Paul (or anyone else) - do you know of any such utility? [Preferably not
involving command lines, either in Windows or Linux (-:!] I did (a long
time ago - I think in BBC BASIC!) write one that did the first part
(copy byte by byte until error), but not beyond. [IIRR, BBC BASIC closed
the input file when there was an error reading.]
--


Yea, I wish there was something easier to use. I read a bunch of
websites and it appears there are several different versions of ddrescue
and gddrescue. I cant even find out where to download it, and know it's
the right one. Of course when it comes to linux, it seems there are
always too many versions and everyone claims theirs is the best. (One
reason I dont like linux).

It shows that gddrescue is a graphical menu of ddrescue, but on other
sites it claims the "G" only means "Gnu". A URL of the place to download
the GOOD ONE" would be appreciated, and hopefully the one with the GUI
front end.

J. P. Gilliver.
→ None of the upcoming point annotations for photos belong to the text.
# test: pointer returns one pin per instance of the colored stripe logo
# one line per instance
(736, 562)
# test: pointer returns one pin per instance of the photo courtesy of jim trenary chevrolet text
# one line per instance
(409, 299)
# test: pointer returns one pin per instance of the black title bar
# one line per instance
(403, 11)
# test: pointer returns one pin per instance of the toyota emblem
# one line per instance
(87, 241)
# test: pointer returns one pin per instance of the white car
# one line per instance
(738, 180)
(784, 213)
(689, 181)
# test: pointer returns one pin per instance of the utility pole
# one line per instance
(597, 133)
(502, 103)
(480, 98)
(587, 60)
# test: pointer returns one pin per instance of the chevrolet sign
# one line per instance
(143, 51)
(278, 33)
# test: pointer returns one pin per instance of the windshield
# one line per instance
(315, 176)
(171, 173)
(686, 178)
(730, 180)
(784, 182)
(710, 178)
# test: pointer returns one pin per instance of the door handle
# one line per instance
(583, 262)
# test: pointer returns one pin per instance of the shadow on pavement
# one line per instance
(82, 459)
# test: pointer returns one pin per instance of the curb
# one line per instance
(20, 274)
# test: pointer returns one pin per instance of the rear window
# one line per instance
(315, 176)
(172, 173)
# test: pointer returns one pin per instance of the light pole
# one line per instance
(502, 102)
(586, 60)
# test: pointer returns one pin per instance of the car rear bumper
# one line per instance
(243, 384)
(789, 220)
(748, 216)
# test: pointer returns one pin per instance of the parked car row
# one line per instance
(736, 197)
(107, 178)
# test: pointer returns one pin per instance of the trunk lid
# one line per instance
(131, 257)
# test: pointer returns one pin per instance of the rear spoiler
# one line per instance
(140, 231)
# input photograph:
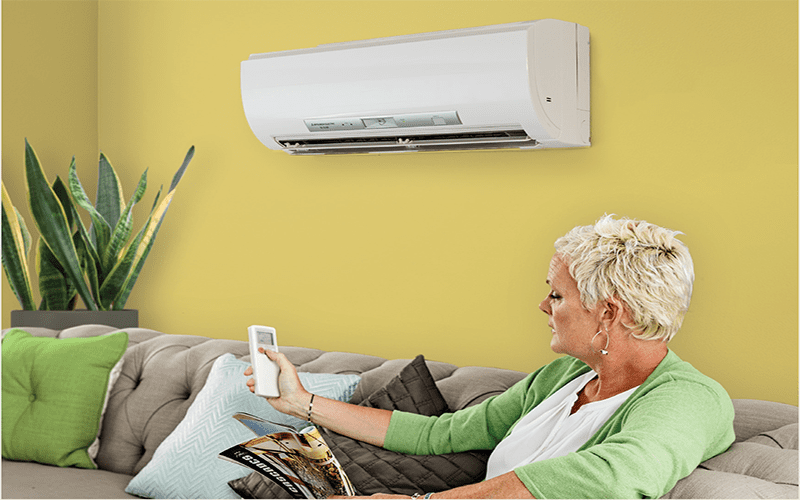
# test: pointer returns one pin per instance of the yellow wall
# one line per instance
(694, 127)
(49, 96)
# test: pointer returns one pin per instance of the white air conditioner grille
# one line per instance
(498, 139)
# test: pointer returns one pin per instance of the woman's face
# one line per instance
(573, 326)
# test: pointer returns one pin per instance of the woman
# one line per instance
(619, 416)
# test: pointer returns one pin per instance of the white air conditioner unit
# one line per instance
(521, 85)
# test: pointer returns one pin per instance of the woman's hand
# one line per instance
(294, 398)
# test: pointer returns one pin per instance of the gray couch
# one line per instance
(162, 374)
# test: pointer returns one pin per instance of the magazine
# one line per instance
(299, 461)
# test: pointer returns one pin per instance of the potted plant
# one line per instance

UMRA: 1960/1985 MB++G()AL-IS-Ch++(p)Ar@T+H+Sh0!:`)DNAf


In all honesty, I dont really think this drive is dying. Yes, it has a
bad sector and unfortunately it appears that bad sector is in the FAT
tables. I will replace the drive though, but I dont think it's dying by
the minute. I really think Scandisk caused this mess. A power outage
caused the computer to shut off while I was using it, and many of my
partitions required running scandisk because they were showing the wrong
size. But that happens faily often and has never been a problem. I
should mention that I defrag at least twice a week, and the data should
not be fragmented. If somehow I can get the FAT tables repaired, I may
have a usable partition again.

I'm still tempted to let Norton Disk Doctor do what it's sugggesting,
which is to repair the boot record and copy the backup version of the
FAT, but before I do that, I want to save as much data as I can, and
hopfully clone the partition too. It's now obvious that all my data is
there, but the FAT record is not showing or accessing it properly, thus
the whole problem is in the FAT, not the data itself.

I may take the drive to a local computer repair shop and see if they
have some software to fix it, or should I get brave and let Norton disk
doctor do it's thing??? This sure is a gamble!!!!